AviationHolding PatternCommercial air service in Greater Minnesota, launched in many cities shortly after World War II, is threatened by declining passenger counts, airline retrenchment and controversy over federal subsidies to carriers.

Recent economic conditions have hit small and medium U.S. airports harder than the nation’s largest airports, with up to 18 percent losses in scheduled flight service over the past five years, compared to the biggest airports which have dropped only 2.3 percent.

These trends are forcing regional airport managers to work with local business leaders in developing ways to either retain commercial service—daily scheduled fights for the public—or find general aviation alternatives—charters, business jets, private service.


Aviation Overview

Aviation is one of the key modes of transportation that comprise a successful multi-modal approach to a state and national transportation system. It is a quick and efficient manner in which to move people and goods. The mode is comprised of three primary parts; aircraft, navigational aids, and airports. Aircraft are owned by individuals and business. The type of aircraft flying in Minnesota varies wildly from small single engine-single seat privately owned aircraft, to large passenger aircraft like a 747. Each aircraft type is designed for a certain set of purposes including: passenger transportation, business uses, cargo, recreation, medical, education, firefighting, law enforcement and agricultural. Navigational aids are another key component of aviation infrastructure. The aids guide planes during taxing on the ground, in flight, and during the approach to the landing. Our state enjoys a vast and sophisticated navigational aid network. This network allows for efficient, safe and reliable air transportation across the state regardless of weather conditions and seamless interface into the national airspace system. The last major component of aviation infrastructure is the airport. The airport is also the most expensive component and is compromised of the land side infrastructure (terminal building, hangers, parking lots, etc) and the air side infrastructure (runways, taxiways, taxi lanes, lighting, etc).

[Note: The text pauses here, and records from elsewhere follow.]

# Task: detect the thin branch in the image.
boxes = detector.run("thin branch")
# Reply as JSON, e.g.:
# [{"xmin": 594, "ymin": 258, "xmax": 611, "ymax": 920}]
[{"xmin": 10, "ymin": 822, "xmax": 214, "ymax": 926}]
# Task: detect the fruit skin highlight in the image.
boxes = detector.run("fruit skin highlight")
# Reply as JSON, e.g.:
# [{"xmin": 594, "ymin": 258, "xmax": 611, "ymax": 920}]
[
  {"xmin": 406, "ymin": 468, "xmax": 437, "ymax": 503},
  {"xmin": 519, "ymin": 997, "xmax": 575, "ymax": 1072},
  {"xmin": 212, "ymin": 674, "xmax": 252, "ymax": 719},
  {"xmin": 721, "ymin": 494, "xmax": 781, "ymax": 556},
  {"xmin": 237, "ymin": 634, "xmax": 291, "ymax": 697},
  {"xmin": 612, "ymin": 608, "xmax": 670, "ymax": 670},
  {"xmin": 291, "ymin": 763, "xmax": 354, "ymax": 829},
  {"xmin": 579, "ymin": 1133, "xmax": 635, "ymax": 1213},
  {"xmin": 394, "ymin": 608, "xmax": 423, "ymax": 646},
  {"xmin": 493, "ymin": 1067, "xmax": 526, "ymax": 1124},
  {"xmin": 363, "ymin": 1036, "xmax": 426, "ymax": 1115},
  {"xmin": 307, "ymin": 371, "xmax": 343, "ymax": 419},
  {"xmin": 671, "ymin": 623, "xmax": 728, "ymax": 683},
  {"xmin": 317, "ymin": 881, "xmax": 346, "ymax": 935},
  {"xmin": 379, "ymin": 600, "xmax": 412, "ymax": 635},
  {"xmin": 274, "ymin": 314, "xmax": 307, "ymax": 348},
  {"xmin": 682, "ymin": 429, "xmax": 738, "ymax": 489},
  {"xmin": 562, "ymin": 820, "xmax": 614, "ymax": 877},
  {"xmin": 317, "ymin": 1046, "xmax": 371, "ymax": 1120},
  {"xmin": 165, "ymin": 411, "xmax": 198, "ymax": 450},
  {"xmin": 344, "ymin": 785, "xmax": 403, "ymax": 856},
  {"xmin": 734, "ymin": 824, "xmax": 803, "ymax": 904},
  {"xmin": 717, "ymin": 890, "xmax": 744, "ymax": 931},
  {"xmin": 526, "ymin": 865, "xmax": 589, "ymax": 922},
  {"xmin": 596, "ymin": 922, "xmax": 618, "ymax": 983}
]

Aviation improves virtually everyone’s life in Minnesota; most of the times without people even being aware of it. Aviation connects people and cargo to the rest of the region, country, and the world.

Medical: Air ambulance provide a life saving service. Whether it is a helicopter to the scene of an automobile accident, or a hospital to hospital air transfer. All of the trips the air ambulance industry make are time sensitive and often life saving.

Business: Aviation allows Minnesota and Minnesotans to prosper in business. Many businesses rely on Aviation to transfer their salespeople, maintenance technicians, clients, parts, and/or products from place to place. A reliable aviation system helps to create a business friendly environment.

Agriculture: Agriculture relies heavily on aviation to provide crop protection from weeds and insects through crop spraying but also for on-time delivery of parts and equipment, crop/field inspections, and field surveys.

Leisure Travel: A little less than half of the airlines business comes from the leisure traveler. Whether it is visiting relatives or taking the dream vacation, traveling by air minimizes travel time and maximizes the relaxing time.

Online sales: There are literally millions of items Minnesota residents order monthly off the internet that are delivered the next day by air freight for delivery to their front doors at work and home. Air freight also allows business to prosper in rural Minnesota. Digikey, a company that sells electronic components around the world, is now the fifth largest electronic component distributor in the world. Their headquarters is in Thief River Falls Minnesota. Other examples are Arctic Cat, Team Industries, Schwan’s, and Marvin Windows.